- Article
A Nested U-Network with Temporal Convolution for Monaural Speech Enhancement in Laser Hearing
- Bomao Zhou,
- Jin Tang and
- Fan Guo
Laser Doppler vibrometer (LDV) has the characteristics of long-distance, non-contact, and high sensitivity, and plays an increasingly important role in industrial, military, and security fields. Remote speech acquisition technology based on LDV has progressed significantly in recent years. However, unlike microphone receivers, LDV-captured signals have severe signal distortion, which affects the quality of the LDV-captured speech. This paper proposes a nested U-network with gated temporal convolution (TCNUNet) to enhance monaural speech based on LDV. Specifically, the network is based on an encoder-decoder structure with skip connections and introduces nested U-Net (NUNet) in the encoder to better reconstruct speech signals.

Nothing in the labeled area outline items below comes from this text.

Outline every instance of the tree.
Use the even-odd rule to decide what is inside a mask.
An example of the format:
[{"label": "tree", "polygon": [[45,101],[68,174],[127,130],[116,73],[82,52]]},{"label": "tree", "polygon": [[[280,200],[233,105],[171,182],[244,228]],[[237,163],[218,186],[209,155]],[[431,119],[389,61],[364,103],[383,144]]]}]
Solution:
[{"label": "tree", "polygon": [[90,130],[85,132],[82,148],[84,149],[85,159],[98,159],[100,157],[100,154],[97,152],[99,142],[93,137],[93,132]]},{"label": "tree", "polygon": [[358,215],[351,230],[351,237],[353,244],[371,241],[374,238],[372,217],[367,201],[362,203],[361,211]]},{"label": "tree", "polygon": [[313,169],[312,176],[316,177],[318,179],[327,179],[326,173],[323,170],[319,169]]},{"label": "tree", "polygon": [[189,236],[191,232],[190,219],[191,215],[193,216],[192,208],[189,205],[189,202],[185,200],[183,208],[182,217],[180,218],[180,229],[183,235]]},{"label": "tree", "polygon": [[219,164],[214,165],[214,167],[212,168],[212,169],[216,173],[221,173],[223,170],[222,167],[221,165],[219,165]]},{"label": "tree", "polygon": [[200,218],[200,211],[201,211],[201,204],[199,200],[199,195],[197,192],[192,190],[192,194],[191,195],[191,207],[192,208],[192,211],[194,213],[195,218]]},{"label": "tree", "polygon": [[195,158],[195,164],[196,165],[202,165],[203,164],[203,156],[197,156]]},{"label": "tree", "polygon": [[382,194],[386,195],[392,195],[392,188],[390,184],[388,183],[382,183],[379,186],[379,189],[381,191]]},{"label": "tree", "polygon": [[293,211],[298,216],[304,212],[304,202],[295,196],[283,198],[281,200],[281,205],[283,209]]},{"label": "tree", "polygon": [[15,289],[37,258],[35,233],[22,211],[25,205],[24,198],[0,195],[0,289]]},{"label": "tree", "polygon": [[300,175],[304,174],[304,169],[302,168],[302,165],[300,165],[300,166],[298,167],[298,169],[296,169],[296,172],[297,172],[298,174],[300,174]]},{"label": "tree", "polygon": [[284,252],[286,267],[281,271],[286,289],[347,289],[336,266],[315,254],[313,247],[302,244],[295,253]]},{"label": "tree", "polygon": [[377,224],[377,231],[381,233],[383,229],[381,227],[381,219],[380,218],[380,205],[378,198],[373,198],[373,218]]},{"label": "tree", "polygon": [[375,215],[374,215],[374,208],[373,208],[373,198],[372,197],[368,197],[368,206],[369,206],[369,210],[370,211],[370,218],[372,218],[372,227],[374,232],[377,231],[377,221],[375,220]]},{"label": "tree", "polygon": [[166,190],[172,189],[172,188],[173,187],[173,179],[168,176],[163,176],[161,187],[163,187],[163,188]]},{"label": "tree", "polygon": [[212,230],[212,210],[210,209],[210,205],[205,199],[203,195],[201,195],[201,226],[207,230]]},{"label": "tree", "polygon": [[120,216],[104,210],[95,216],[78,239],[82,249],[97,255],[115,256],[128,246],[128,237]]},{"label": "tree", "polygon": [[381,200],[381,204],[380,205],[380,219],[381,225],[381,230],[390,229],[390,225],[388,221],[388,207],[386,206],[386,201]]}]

In addition, a temporal convolutional network with a gating mechanism is inserted between the encoder and decoder. The gating mechanism helps to control the information flow, while temporal convolution helps to model the long-range temporal dependencies. In a real-world environment, we designed an LDV monitoring system to collect and enhance voice signals remotely. Different datasets were collected from various target objects to fully validate the performance of the proposed network. Compared with baseline models, the proposed model achieves state-of-the-art performance. Finally, the results of the generalization experiment also indicate that the proposed model has a certain degree of generalization ability for different languages.
3 February 2026